先のギザギザになった牙を女の子のしっぽの付け根に突き立てると、力を込めて一気に引き裂いた。女の子の身体は一瞬でワニから離れ、湖岸に倒れこんだ。チャドは女の子に駆け寄ると彼女の身体を抱え上げた。ワニは女の子のしっぽを咥えたまま、水の中にブクブクと沈んで行った。
チャドと女の子はもつれるようにしてどうにか岸から離れたナツメヤシの木までたどり着いた。抱き合ったままへたり込むチャドと女の子は、そのままぜえぜえと息を吐き続けた。チャドの腕の中で女の子はしっぽが切れてしまった痛みに打ち震えていた。
「そういえば子供の頃、怪我をした時にだれかが背中を撫で続けてくれたような気がする」
チャドは幼い頃の母親を思い出して、女の子の背中を撫でてあげた。
しばらくして痛みが和らいだのか、女の子がチャドの方を振り向いた。目が遭い、少しの間女の子はチャドの瞳の奥を覗き込んでいた。
「ありがとう」
僅かに口元が動いたと思った時、かすれる声で女の子が呟いた。
その途端、チャドの中で何かが震えた。そして女の子から視線を外すことができなくなったのだった。
しばらくしてチャドは言った。
「ごめん、痛かったよね」
「まだ痛いけど、良いの。あのままだったら今頃ワニに食べられていたもの」
「あれはワニって言うのか」
チャドの返答に女の子は首を傾げた。
「あなたどこから来たの?」
「川伝いに草原を越えて来た」
「草原を越えて?よく猛獣に食べられずに済んだものね」
チャドは手に持っていた猛獣の牙を見ると、くすっと笑った。牙の先っぽは無残に折れていた。
「たまたま食べられずに済んだのだよ」
「地面が熱くて歩けないと聞いていたのだけれど」
「大丈夫だった」
「遠く離れた森に今も仲間がいるはずだとお祖父ちゃんが言っていたわ」
「湖がずっと向こうまで広がっていた頃、僕らは仲間だったのかもしれないね」
女の子は下を向いて少し考え込んでいるようだった。

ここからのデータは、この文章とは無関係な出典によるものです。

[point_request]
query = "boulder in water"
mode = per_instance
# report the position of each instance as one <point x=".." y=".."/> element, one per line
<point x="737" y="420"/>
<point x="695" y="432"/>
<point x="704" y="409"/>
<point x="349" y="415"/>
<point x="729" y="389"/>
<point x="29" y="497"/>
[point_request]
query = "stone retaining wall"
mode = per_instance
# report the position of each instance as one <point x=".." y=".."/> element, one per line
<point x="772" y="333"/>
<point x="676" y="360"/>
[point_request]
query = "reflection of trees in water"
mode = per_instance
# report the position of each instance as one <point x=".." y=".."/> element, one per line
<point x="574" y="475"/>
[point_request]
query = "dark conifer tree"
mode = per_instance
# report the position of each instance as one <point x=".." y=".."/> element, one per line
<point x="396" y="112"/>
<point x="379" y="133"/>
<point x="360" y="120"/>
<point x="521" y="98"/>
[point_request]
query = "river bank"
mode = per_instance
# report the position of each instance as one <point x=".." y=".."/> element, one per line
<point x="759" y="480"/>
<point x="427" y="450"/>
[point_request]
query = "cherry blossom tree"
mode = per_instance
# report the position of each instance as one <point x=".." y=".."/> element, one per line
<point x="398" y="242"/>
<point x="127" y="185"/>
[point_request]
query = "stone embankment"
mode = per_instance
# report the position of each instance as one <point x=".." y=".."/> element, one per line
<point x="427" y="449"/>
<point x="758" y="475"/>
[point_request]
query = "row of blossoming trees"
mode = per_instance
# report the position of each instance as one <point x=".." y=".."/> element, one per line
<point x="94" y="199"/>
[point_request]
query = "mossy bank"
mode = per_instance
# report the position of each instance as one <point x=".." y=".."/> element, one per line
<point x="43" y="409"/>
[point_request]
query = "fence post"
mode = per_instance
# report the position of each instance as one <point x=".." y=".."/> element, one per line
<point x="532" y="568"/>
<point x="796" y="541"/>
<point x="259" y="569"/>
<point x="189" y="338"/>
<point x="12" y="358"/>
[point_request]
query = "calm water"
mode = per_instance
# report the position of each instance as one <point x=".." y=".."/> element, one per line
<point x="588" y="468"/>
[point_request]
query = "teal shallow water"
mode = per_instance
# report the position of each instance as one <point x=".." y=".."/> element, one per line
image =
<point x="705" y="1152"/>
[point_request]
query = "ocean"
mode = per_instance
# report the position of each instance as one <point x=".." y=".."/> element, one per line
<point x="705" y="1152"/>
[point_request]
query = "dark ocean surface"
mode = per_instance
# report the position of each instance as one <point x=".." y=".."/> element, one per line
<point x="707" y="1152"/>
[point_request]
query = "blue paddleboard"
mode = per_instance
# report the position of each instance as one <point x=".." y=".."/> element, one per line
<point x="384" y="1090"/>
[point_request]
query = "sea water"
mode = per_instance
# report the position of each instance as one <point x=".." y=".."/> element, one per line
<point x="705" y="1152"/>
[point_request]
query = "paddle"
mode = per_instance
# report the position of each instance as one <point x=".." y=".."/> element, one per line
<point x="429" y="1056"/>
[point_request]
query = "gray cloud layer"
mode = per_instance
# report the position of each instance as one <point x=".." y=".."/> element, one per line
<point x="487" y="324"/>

そして顔を上げると言った。
「ここにはナツメヤシが沢山あるの。ワニに注意さえすれば暮らすには良い所よ」
女の子は立ち上がるとナツメヤシに登ろうと幹に手をかけた。指先とお尻には血が滲んでいるのがチャドの目に入った。
「あ、僕が採ってくるよ」
チャドは立ち上がった。
「僕はチャド。君は?」
チャドの呼びかけに、女の子は振り返った。そして微笑みながら答えた。
「シャーリ」
湖を渡って涼しい風が吹いた。ナツメヤシの葉がそよそよと鳴るのをチャドは遠くの音のように感じていた。
(おわり)
まえの話に戻る。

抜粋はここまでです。